Richard Mills, College of William & Mary

Photo of Richard Mills

Clusters of workstations (COWs) are an increasingly popular and cost-effective means of solving scientific problems. For myriad reasons, these systems are often heterogeneous in terms of processor and memory resources. For example, upgrades to a cluster may occur in stages. Heterogeneity may also arise dynamically: if an cluster is time-shared, some nodes that are more heavily loaded than others will have less CPU time and memory available for an application. To effectively utilize heterogeneous COWs, dynamic load balancing is crucial.
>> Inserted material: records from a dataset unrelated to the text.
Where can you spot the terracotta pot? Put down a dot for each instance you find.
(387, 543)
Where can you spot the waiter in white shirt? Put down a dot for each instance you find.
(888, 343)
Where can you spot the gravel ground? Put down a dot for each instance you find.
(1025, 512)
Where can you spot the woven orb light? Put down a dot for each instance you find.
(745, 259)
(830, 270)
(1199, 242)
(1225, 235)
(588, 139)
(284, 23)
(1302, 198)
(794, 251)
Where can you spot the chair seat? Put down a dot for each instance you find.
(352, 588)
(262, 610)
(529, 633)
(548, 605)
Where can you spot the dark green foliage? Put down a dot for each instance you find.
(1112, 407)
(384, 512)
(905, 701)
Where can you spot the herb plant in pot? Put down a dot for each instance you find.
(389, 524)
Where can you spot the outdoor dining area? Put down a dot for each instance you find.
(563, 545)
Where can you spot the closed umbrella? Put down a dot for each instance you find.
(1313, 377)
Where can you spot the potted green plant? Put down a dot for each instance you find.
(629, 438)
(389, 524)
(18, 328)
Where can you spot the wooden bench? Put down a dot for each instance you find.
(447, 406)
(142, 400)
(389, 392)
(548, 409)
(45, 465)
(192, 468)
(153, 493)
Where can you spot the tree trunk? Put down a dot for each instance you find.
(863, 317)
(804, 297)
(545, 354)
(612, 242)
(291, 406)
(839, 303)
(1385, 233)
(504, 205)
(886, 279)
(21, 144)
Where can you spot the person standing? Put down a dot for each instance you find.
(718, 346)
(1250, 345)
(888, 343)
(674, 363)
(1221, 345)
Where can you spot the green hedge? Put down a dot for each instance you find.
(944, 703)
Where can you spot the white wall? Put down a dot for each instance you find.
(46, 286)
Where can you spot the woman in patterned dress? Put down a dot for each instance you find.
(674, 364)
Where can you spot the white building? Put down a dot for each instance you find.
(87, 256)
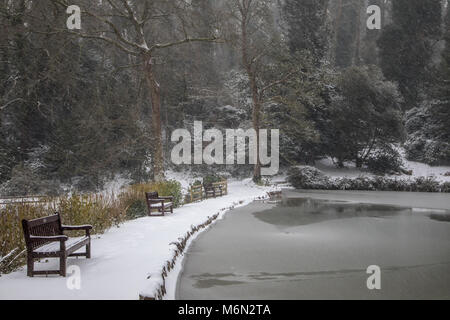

We investigate some novel approaches for dynamically balancing the resource utilization of parallel implementations of iterative methods for solving eigenproblems and systems of equations. The methods employ some local preconditioning operation on each compute node. Such methods are crucial to many scientific and engineering applications. Because all nodes need not perform their preconditioning work to the same accuracy, the preconditioning phase can be perfectly load balanced by having all nodes exit the phase after a fixed amount of time. If care is taken, this can be done without compromising the overall convergence behavior. Because in many cases the majority of time is spent in the preconditioning phase, this approach can yield excellent overall CPU load balance. Additionally, we have balanced memory load by receding the preconditioning work on a node that is thrashing due to contention for memory with other processes: the idea is to hopefully speed the completion of the competing jobs and thus their relinquishment of resources. We present experimental results from some different application codes that confirm the effectiveness of our CPU and memory balancing approaches.

Abstract Author(s): Richard Tran Mills